# New to the horse forum



## MouseZ (Aug 16, 2011)

Welcome!


----------



## jfisher256 (Jul 12, 2011)

Welcome to the forum, sorry to hear about your back! Tennessee Walkers are gorgeous breeds!  Hope to see you around the forum often!


----------



## Darrin (Jul 11, 2011)

Always good to see another Walker lover in Oregon.


----------



## Spastic_Dove (Oct 4, 2007)

Welcome to the horse forum!


----------



## Luv 2 Trail (Jun 11, 2009)

Hey and welcome from South Carolina! Hope you are back in the saddle soon!


----------



## Alwaysbehind (Jul 10, 2009)

:wave:
Welcome to the forum.

I agree, riding is far better than cleaning.

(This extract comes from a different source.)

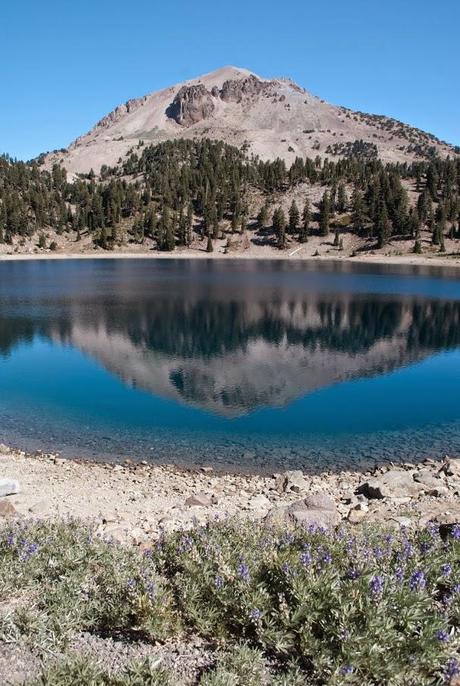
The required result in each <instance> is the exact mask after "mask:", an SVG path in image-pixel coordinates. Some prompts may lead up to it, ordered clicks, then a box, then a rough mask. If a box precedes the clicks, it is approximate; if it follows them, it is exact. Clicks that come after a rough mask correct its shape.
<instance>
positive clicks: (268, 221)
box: [257, 203, 270, 229]
mask: <svg viewBox="0 0 460 686" xmlns="http://www.w3.org/2000/svg"><path fill="white" fill-rule="evenodd" d="M269 221H270V218H269V216H268V205H267V203H264V204H263V205H262V207H261V208H260V211H259V214H258V215H257V226H258V228H259V229H265V228H266V227H267V226H268V223H269Z"/></svg>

Your rides sound like a blast. We need photos.


----------



## walkingwest (Aug 22, 2011)

Thanks for all the welcomes. Went to the Dr. on tuesday, on muscle relaxers,seems to be working hope to be riding next week. My horses look at me like " come on lets go play!!" they look so pathetic. I feel bad for them. But I'll be back in the saddle soon........


----------



## tinyliny (Oct 31, 2009)

oh walking west, take me with you! Please! take me with you to the beach. It sounds like heaven.

Welcome to forum.


Whereabouts in Oregon are you? I live in Bellevue, WA.


----------



## gaelgirl (Mar 3, 2011)

Can't wait to see pictures of your herd! Welcome to the forum, fellow west coaster.


----------



## JessieleeZ (Apr 24, 2011)

Yay! Another Oregonian!


----------